SELECT 'I want womens footwear, black color, with heels and strictly no leather.' user_text, id, category, sub_category, uri, content, pdt_desc  as description FROM apparels 
ORDER BY embedding <=> embedding('textembedding-gecko@003', 'I want womens footwear, black color, with heels and strictly no leather.')::vector LIMIT 25) as xyz

Next, I have invoked the Large Language Model (Text-Bison-32K) to validate the matches.

My prompt reads like this:

Compare the USER SEARCH TEXT against the product record: CONTENT and Return a response with 3 values: 1) MATCH: if the 2 products are at least 85% matching or not: YES or NO 2) PERCENTAGE: percentage of match, make sure this percentage is accurate 3) DIFFERENCE: A clear, short, easy description of the difference between the 2 products. Remember if the user search text requires that some attributes should not be present, but the product record has it, it should be a NO match.

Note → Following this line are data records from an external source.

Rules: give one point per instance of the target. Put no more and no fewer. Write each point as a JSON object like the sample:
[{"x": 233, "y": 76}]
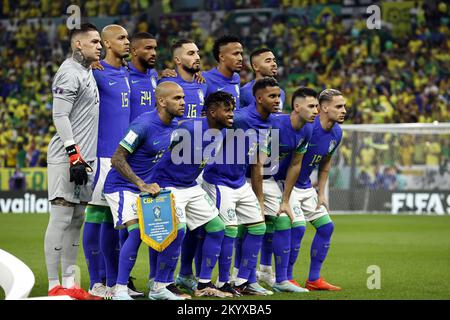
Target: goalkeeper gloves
[{"x": 78, "y": 167}]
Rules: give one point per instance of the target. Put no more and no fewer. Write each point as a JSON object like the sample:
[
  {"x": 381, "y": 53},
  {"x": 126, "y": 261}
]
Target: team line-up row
[{"x": 117, "y": 131}]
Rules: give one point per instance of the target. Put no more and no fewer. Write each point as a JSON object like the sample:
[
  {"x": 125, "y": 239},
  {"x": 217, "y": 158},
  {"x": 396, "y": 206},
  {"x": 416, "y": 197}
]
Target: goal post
[{"x": 391, "y": 168}]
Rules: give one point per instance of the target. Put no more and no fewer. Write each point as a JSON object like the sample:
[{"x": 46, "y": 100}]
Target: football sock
[
  {"x": 226, "y": 253},
  {"x": 110, "y": 248},
  {"x": 188, "y": 249},
  {"x": 282, "y": 247},
  {"x": 71, "y": 244},
  {"x": 128, "y": 254},
  {"x": 267, "y": 244},
  {"x": 297, "y": 232},
  {"x": 215, "y": 230},
  {"x": 319, "y": 249},
  {"x": 59, "y": 221},
  {"x": 250, "y": 249},
  {"x": 91, "y": 244}
]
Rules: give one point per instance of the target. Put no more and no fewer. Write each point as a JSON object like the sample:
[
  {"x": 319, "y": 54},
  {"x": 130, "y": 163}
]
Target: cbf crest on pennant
[{"x": 157, "y": 220}]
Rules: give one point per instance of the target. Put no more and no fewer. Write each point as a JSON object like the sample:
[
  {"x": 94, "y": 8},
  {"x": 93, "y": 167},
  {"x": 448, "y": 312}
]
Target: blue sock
[
  {"x": 128, "y": 255},
  {"x": 210, "y": 252},
  {"x": 250, "y": 249},
  {"x": 168, "y": 258},
  {"x": 123, "y": 235},
  {"x": 319, "y": 249},
  {"x": 226, "y": 255},
  {"x": 238, "y": 251},
  {"x": 281, "y": 249},
  {"x": 110, "y": 247},
  {"x": 152, "y": 258},
  {"x": 198, "y": 251},
  {"x": 188, "y": 249},
  {"x": 267, "y": 249},
  {"x": 297, "y": 234},
  {"x": 91, "y": 248}
]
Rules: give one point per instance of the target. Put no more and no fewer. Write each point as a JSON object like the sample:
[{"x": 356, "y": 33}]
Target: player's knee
[
  {"x": 258, "y": 229},
  {"x": 270, "y": 224},
  {"x": 282, "y": 223},
  {"x": 231, "y": 231},
  {"x": 62, "y": 203},
  {"x": 215, "y": 225}
]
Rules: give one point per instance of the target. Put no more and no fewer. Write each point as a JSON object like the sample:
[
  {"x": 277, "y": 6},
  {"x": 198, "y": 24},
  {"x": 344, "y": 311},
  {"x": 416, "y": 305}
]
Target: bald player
[
  {"x": 145, "y": 142},
  {"x": 71, "y": 157},
  {"x": 100, "y": 239}
]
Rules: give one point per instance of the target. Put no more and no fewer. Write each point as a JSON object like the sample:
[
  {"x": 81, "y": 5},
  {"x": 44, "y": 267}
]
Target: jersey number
[
  {"x": 316, "y": 160},
  {"x": 124, "y": 99},
  {"x": 146, "y": 98},
  {"x": 192, "y": 111}
]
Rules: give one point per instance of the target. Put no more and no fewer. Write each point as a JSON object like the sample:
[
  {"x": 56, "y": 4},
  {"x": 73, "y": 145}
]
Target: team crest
[
  {"x": 153, "y": 80},
  {"x": 157, "y": 212},
  {"x": 231, "y": 213},
  {"x": 332, "y": 146},
  {"x": 201, "y": 96}
]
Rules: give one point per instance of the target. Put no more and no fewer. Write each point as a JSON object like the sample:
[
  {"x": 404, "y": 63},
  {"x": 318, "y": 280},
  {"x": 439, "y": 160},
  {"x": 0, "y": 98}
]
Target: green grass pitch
[{"x": 412, "y": 252}]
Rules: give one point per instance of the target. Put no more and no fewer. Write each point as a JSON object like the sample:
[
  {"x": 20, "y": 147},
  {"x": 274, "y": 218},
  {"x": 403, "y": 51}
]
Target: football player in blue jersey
[
  {"x": 309, "y": 204},
  {"x": 187, "y": 61},
  {"x": 142, "y": 74},
  {"x": 238, "y": 201},
  {"x": 293, "y": 134},
  {"x": 145, "y": 143},
  {"x": 195, "y": 144},
  {"x": 228, "y": 52},
  {"x": 264, "y": 64},
  {"x": 100, "y": 240}
]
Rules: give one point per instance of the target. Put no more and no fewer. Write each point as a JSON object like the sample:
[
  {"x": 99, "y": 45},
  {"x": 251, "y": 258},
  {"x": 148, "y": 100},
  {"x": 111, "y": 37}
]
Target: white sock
[
  {"x": 68, "y": 282},
  {"x": 52, "y": 284},
  {"x": 263, "y": 268},
  {"x": 159, "y": 285},
  {"x": 240, "y": 281},
  {"x": 121, "y": 288}
]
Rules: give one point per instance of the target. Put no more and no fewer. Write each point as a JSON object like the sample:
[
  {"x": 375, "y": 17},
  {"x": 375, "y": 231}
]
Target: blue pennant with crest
[{"x": 157, "y": 219}]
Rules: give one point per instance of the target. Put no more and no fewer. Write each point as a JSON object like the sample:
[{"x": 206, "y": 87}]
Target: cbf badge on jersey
[{"x": 157, "y": 219}]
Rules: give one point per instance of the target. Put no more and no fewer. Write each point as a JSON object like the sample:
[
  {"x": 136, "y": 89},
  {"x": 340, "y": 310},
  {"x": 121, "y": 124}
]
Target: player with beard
[
  {"x": 143, "y": 76},
  {"x": 264, "y": 64},
  {"x": 228, "y": 52}
]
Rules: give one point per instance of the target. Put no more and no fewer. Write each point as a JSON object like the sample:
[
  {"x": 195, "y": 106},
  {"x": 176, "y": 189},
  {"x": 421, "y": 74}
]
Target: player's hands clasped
[
  {"x": 78, "y": 167},
  {"x": 286, "y": 208}
]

This is followed by the maximum tokens in output, top K (tokens that you want the next token to be chosen from) and the top P (probability of occurrence that the selected token should have) parameters:

'parameters', json_build_object(
            'maxOutputTokens', 1024,
            'topK', 40,
            'topP', 0.8,
            'temperature', 0.2
        )

The -> ‘predictions’ -> 0 -> ‘content’ part extracts the “content” value from the response.

The response to the above validation looks like this:

Now, let’s build the Serverless Cloud Function to “REST” this analytics engine.

Making the AI Engine Serverless with Cloud Functions

Go to Cloud Functions in Google Cloud Console to CREATE a new Cloud Function or use the link: https://console.cloud.google.com/functions/add.
Provide Function Name “retail-engine” and choose Region as “us-central1”. Set Authentication to “Allow unauthenticated invocations” and click NEXT. Choose Java 11 as runtime and Inline Editor for the source code.
By default it would set the Entry Point to “gcfv2.HelloHttpFunction”. Replace the placeholder code in HelloWorld.java and pom.xml of your Cloud Function with the code from Java file and the XML file in the repo, respectively.
Remember to change the <<PROJECT_ID>> placeholder and the AlloyDB connection credentials with your values.
Deploy the Cloud Function and test it from the TESTING tab of your newly deployed Cloud Functions (If there are deployment errors you can see them in the LOGS tab).

Alternatively, you can test the Cloud Function from your Cloud Shell Terminal:

curl -X POST \
  YOUR_CLOUD_FUNCTIONS_ENDPOINT \
  -H 'Content-Type: application/json' \
  -d '{"search":"I want womens footwear, black color, with heels and strictly no leather"}' \
  | jq .

And the result:

Result Screenshot of the Cloud Function invoked with CURL

Building the Conversational Agent!

To be continued in the next blog. Co-authored by Romin Irani. Watch out for it!

Conclusion

Building a knowledge-driven chat application is a complex endeavor that demands a combination of data engineering, machine learning, and conversational AI expertise. By leveraging AlloyDB, our custom analytics engine and Vertex AI, we’ve created a powerful tool that enhances the retail shopping experience. Now as an assignment, why don’t you try the same engine in BigQuery instead. Remember in BigQuery you have to create the REMOTE MODEL before invoking the embeddings and generative AI models. Refer to this lab for assistance. See you in part 2 with your conversational bot.